Spending hundreds of millions of dollars to manufacture and test HIV vaccines that have little reasonable hope of efficacy is wasteful, at best. More comprehensive basic and preclinical research would enable scientists to identify approaches with a far better chance of success – and at much lower cost.

DURBAN – Yet another seemingly promising HIV vaccine has failed in clinical trials. According to Anthony Fauci, the head of the National Institute of Allergy and Infectious Diseases at the United States National Institutes of Health, which was conducting the trial, a vaccine is “essential to end the global pandemic.” But while the latest failure is a disappointment, it should come as no surprise.
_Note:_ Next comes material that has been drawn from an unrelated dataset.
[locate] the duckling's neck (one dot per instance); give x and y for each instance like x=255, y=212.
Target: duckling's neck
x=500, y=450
To understand why, it is useful to go back to the beginning. Just over 12 years ago, two studies involving a vaccine candidate known as MRK-Ad5 were halted. The failure was comprehensive: the studies – STEP (which enrolled men and women in the Americas, the Caribbean, and Australia) and Phambili (including men and women in South Africa) – found that MRK-Ad5 failed to protect subjects against HIV infection. Worse, there was evidence that it may have increased the chances of acquiring HIV, the virus that causes AIDS.

The next year, however, hopes were again raised, as another clinical trial – known as RV 144 – seemed to show modest positive results in Thailand. Yet the conclusion that the vaccine worked was based on somewhat dubious statistical analysis.